The study showed more fragmentation and wakefulness in baby behaviour at the outset of the pandemic from mid-March to mid-May.
The silver lining, according to Dr Kahn, was infants of mothers in home confinement also slept for longer durations, compared to infants of mothers who continued to work as usual.
“Shutdowns and working from home are now presenting an opportunity for parents to get more sleep for themselves and their infants, and the importance of getting more sleep in this day and age should not be underestimated,” she says.
In a second study, Flinders and Nanit researchers collected data from 946 parents with babies aged 2 weeks to 18 months to observe parents’ attitudes to infant sleep patterns.
This study found that the most potent predictor of perceived infant sleep problems is more connected to parental, rather than infant, behaviour.
Infant sleep was measured using auto-videosomnography, objectively capturing sleep duration, onset and wakeup time, and parental crib visits over 14 days.
Results showed that parental nighttime crib visits was the factor most strongly associated with perceived infant sleep problems, as every additional visit was associated with a 31% increase in odds of parent-defined infant sleep problems. Shorter infant sleep duration, lower parental cry tolerance and greater parental depressional levels were other factors.
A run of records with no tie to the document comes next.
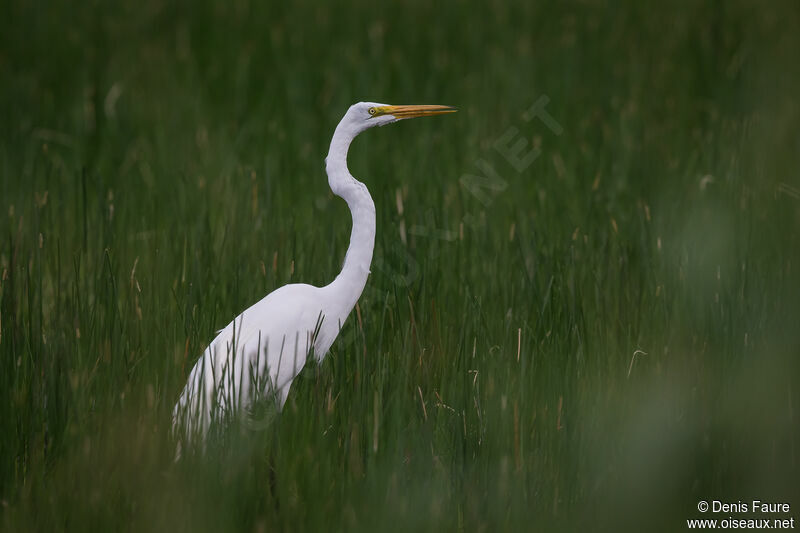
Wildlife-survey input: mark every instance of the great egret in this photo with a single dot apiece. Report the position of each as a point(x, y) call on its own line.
point(263, 349)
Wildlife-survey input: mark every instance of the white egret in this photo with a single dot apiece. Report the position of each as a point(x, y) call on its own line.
point(263, 349)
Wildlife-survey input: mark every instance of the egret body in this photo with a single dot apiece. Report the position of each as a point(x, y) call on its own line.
point(262, 350)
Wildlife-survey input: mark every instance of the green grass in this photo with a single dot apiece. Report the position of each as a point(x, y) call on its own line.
point(161, 169)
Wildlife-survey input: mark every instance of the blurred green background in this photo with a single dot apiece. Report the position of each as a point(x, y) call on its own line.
point(598, 340)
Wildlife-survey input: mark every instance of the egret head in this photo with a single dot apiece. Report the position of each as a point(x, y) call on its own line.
point(366, 115)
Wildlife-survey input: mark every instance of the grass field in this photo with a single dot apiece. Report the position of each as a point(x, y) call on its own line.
point(596, 335)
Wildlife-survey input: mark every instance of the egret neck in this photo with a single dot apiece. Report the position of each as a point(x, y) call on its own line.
point(350, 282)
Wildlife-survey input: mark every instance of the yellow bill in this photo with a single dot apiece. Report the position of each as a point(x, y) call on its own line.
point(412, 111)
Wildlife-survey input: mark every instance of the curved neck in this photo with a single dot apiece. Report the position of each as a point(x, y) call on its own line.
point(351, 280)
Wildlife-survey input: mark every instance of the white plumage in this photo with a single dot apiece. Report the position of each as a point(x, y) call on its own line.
point(262, 350)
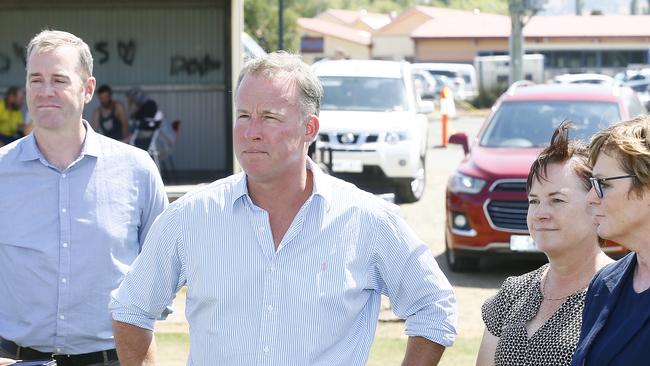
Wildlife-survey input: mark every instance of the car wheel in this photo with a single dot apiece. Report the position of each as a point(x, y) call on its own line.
point(411, 191)
point(458, 262)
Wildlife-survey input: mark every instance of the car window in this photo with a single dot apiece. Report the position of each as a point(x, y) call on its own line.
point(449, 74)
point(640, 88)
point(635, 108)
point(531, 123)
point(363, 94)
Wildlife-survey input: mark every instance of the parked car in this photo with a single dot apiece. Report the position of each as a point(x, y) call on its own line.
point(642, 89)
point(425, 85)
point(486, 201)
point(373, 129)
point(442, 82)
point(585, 78)
point(463, 76)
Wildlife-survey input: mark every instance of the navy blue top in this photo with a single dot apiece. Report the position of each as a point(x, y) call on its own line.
point(629, 305)
point(616, 320)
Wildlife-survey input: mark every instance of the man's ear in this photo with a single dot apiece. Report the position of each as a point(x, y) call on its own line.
point(312, 127)
point(89, 89)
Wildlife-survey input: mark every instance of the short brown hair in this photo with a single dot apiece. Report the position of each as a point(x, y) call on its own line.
point(306, 80)
point(562, 150)
point(629, 143)
point(48, 40)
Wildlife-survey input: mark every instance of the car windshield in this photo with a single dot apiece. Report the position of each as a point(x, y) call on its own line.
point(531, 123)
point(640, 88)
point(363, 94)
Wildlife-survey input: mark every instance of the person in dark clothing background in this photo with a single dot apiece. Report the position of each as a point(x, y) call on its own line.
point(145, 115)
point(110, 118)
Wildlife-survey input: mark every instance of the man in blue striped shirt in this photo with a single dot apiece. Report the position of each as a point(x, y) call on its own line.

“This research shines a light on how much parents’ behaviors and emotions factor into their belief that their child has a sleep problem, even more than realistic aspects of the child’s sleep,” says Dr Kahn, from the Flinders University Child and Adolescent Sleep Clinic research group.
“Researchers, clinicians and parents should be aware of the major role parental behaviours play in infant sleep problem perception, which in turn may determine whether or not they choose to seek treatment for these problems,” says paediatric sleep expert Professor Michael Gradisar, director of the Child and Adolescent Sleep Clinic at Flinders University.